以氯化POPs來看,起爐期間當燃燒室溫度低於200C時,因溫度低於POPs生成溫度區間,故廢氣中氯化POPs濃度較低。而當燃燒室溫度介於200C - 400C時,因de novo生成機制之影響,廢氣中氯化POPs濃度會隨時間遞增。而當廢棄物投料時,理應會因不完全燃燒而導致氯化POPs濃度升高,但因此時廢氣會因關閉繞流而通過袋式集塵器並噴注活性碳,故廢氣中氯化POPs濃度反而濃度下降。起爐後期因燃燒溫度高且穩定,廢氣中氯化POPs濃度會隨時間而下降,但因受記憶效應影響,其濃度仍高於平時操作時濃度及法規標準值。起爐初期溴化POPs濃度趨勢與氯化POPs趨勢不同,在燃燒室溫度<200C時,因廢棄物進料中含有PBDD/Fs、PBDEs物質未被完全燃燒破壞而熱脫附致有有最高的濃度排放。而後續起爐階段溴化POPs排放趨勢與氯化POPs相似,顯示PBDD/Fs與PBDEs亦會受到de novo生成機制影響而生成。
研究X、Y兩廠繞流排放之影響,結果顯示繞流排放之POPs比例約占起爐全程50~90%,可見避免繞流排放對降低起爐期間整體排放量有相當助益。本研究所提大型都市廢棄物焚化爐起爐POPs排放之減量措施可分為降低持久性有機污染物生成之潛勢(積灰加強清除、降低持溫至180℃與加速爐溫通過戴奧辛生成區間)及空氣污染防制設備操作參數改變(提早噴注活性碳與全程通過袋式集塵器)兩大類。各廠採行減量措施後,起爐期間PCDD/Fs最高濃度(3.48、3.20、0.552與0.424 ng WHO-TEQ/Nm3) 相較於過去文獻中PCDD/Fs最高濃度可高達250~335 ng I-TEQ/Nm3已大幅降低。而採行減量措施後起爐期間PCDD/Fs排放量(0.256 mg WHO-TEQ) 相較於過去文獻中PCDD/Fs最高排放量可高達72.3~132 mg WHO-TEQ亦大幅降低。最後,本研究所提焚化爐起爐POPs排放之減量措施於現行之焚化廠進行,所採行減量措施實際可用,不須更動硬體設施亦不影響操作成本。另本研究之焚化廠其操作與空氣污染防制設備與國內其他焚化廠相似,故未來可將本研究所提焚化爐起爐POPs排放減量措施推廣於其他焚化廠。
英文摘要 In this study, we conducted a questionnaire to understand the reasons for non-planned start-ups and operation parameters during start-ups of municipal solid waste incinerators (MSWIs) in Taiwan. Besides, the stack flue gas was sampled during start-up and analyzed for POP concentrations and the effect of adopting a control strategy to reduce the extreme POP concentrations during start-up.

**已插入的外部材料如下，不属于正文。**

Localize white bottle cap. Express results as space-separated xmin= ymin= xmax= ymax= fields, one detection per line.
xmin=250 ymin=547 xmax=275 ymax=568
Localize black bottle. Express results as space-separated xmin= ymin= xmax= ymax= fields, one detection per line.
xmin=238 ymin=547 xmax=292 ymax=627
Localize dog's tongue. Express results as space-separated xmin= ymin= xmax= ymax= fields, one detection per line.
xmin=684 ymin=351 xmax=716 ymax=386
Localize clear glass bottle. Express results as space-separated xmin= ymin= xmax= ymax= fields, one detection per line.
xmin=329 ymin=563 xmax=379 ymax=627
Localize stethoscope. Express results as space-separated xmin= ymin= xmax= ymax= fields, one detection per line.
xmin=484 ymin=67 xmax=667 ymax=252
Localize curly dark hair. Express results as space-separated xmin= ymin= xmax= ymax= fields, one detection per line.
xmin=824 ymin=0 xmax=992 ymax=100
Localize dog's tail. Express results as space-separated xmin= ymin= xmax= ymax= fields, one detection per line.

The results of the questionnaire were as follows: From 2018-2019, 21 MSWIs had a total of 535 start-ups and shutdowns. In terms of the average number of annual times, the highest rate was 3-4 times per year. However, one of the MSWIs had as much as 28 start-ups and shutdowns in a year. The main reason for the non-planned shutdowns was broken pipes, which accounted for 57% of all non-planned shutdowns. The strategy to reduce this occurrence of broken pipes includes reducing the calorific value of waste entering the MSWI, replacing the pipes with anti-corrosion ones, and using anti-corrosion coatings. The questionnaire results also showed that approximately half of the MSWIs use a flue gas bypass during the start-up process when the flue gas has high POP concentration before it passes through the bag filter. Therefore, reducing the use of flue gas bypass flow around the incinerator during the start-up will greatly help the reduction of POPs.
The concentration of chlorinated POPs in the flue gas was low when the combustion chamber's temperature was lower than 200 °C. When the combustion chamber temperature was between 200-400 °C, the concentration increased with time due to de novo synthesis. The concentration is supposed to increase during the waste feeding due to incomplete combustion. However, the flue gas passed through the bag filter, and activated carbon was injected, so the chlorinated POP concentrations in the flue gas decreased. The concentrations further decreased due to the high and stable combustion temperatures. However, the concentrations were still higher than the normal operation and regulatory standards because of memory effects. On the other hand, the brominated POPs concentration trend was different from the chlorinated POPs. The concentrations were highest when the combustion chamber temperature was lower than 200 °C. This observation was because the precursors of PBDD/Fs and PBDEs were not destroyed due to incomplete combustion. The other emission trends of brominated POPs were similar to chlorinated POPs, which indicated that PBDD/Fs and PBDEs were also affected by de novo synthesis.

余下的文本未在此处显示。